Don't ignore the other people in your life
One of the worst things someone can do when experiencing NRE is to ignore the relationships they already have. In the moment it can feel like everyone is secondary to this new person, but the reality is that you don't really know how things are going to pan out. Because of this, putting friends, family, and other lovers on hold is never a good idea. It's also unfair to everyone involved.
Although 2010 research by Oxford University found that everyone loses two friends on average every time they enter into a new relationship, you still want to do your best to maintain what you have. "If you get into a relationship and you drop your friends, you cannot necessarily expect them to be there for you if or when you break up," relationship expert Jessica O'Reilly told Global News. "We push them aside, and then when we need them, we expect them to be there."
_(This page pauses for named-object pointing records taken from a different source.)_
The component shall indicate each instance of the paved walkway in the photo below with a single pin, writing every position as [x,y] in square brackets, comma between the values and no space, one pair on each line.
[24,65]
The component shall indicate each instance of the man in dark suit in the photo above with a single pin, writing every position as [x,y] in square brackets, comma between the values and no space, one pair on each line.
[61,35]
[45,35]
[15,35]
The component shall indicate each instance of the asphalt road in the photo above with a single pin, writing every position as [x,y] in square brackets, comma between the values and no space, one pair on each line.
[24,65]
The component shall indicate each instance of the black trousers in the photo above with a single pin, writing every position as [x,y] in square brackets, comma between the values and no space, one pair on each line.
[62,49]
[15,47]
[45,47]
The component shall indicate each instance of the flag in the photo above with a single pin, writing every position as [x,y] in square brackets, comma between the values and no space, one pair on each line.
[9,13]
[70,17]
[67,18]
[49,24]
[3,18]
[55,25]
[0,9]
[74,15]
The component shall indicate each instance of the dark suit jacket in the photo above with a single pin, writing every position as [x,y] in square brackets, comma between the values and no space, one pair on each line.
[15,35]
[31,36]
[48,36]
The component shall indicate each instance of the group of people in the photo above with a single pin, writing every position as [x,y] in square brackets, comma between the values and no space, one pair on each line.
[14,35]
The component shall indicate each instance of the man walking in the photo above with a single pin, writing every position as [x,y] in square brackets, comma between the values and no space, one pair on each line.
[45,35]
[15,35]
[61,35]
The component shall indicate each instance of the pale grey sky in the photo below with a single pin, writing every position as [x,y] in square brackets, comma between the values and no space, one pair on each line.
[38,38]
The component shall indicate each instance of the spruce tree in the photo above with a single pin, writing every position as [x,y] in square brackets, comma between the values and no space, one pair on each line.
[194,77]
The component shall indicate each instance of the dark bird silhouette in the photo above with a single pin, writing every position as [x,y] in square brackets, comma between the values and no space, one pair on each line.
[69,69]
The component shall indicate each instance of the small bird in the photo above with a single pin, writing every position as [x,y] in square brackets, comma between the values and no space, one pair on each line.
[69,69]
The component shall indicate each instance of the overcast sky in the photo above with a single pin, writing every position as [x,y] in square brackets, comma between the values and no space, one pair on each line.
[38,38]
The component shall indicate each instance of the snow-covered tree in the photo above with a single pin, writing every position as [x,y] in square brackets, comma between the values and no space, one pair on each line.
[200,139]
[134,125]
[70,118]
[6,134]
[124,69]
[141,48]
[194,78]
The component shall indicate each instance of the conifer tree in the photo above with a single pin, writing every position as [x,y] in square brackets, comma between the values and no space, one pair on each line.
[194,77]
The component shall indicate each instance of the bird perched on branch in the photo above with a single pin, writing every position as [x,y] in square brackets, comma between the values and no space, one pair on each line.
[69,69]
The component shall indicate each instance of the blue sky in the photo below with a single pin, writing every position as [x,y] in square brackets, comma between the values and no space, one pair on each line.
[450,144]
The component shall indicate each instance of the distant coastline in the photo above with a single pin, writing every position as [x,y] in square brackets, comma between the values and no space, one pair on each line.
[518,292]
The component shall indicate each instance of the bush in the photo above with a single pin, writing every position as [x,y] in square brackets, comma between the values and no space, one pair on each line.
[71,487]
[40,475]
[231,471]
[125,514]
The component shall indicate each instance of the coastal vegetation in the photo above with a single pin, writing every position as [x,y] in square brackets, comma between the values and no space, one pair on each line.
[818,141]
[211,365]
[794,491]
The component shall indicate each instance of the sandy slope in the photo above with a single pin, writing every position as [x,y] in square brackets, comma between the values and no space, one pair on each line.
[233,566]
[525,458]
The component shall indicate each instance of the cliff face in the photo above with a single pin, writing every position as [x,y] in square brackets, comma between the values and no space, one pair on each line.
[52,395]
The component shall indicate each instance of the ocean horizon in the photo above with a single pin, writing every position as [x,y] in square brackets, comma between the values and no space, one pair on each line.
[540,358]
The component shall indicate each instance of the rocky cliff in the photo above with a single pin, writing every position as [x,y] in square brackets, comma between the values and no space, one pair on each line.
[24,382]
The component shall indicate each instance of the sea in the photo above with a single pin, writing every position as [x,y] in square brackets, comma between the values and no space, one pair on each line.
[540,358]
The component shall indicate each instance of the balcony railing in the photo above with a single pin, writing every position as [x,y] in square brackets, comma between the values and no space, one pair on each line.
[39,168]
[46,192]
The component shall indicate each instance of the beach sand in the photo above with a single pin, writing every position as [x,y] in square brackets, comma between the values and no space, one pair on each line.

However, as a 2021 study published in Frontiers in Psychology found, no matter one's culture, friendships are paramount to having healthy lives, both mentally and emotionally. People feel less alone, more supported, and have higher levels of self-esteem thanks to friendships. Also, the people we've known for years are the ones who ground us — something we all need when feeling the intensity of the NRE.
Spend time solo
It's so easy to get caught up in new love that we can forget who we are. Suddenly "me" becomes "we," and then you're a shadow of yourself. While it's normal to give parts of yourself to a partner, it should never be at the expense of who you are and what you believe. Meaning, it should never be a sacrifice. You can help minimize this by making sure you're championing your independence by spending time alone and doing things you enjoy so as to not lose yourself in the NRE.
"It's important that couples spend time cultivating their own interests, doing things they enjoy on their own, which helps facilitate a healthy sense of self beyond the relationship," licensed psychotherapist and sex therapist Michael Moran, LCSW, CST told Mind Body Green. "Otherwise they risk enmeshment, which usually leads to complacency and feeling unfulfilled."
It may feel like torture to be away from the person you're seeing when you're in the throes of NRE, but let yourself feel that and embrace it. Not only is it beneficial for the long-term to spend time alone, but it's going to keep that desire for each other burning. It will also give you a chance to appreciate each other and the time you spend together.
Learn to recognize your NRE behavior
New relationships are supposed to be exciting, fun, and — to a degree — all-encompassing. But it's when things start to tip into la la land (read: you've only known them for a month and you're picking out your baby names), that you want to pay attention and invoke your self-awareness. "Part of the connotation with NRE is that there can be a sort of tunnel vision, where a person starts focusing more of their sexual/romantic energy toward a new partner," non-monogamy educator Michelle Hy told Bustle. "This is often not out of any malicious intent. The high dose of feel-good chemicals can temporarily shift a person's priorities."
You are absolutely allowed to immerse yourself in NRE as long as you're able to come up for air from time to time. While being realistic in the early stages of a new relationship can seem futile, it will serve its purpose when it comes to the long term and being sensible about your needs and wants. Relationships need something sturdier than daydreams to stand on, as unromantic as that may sound.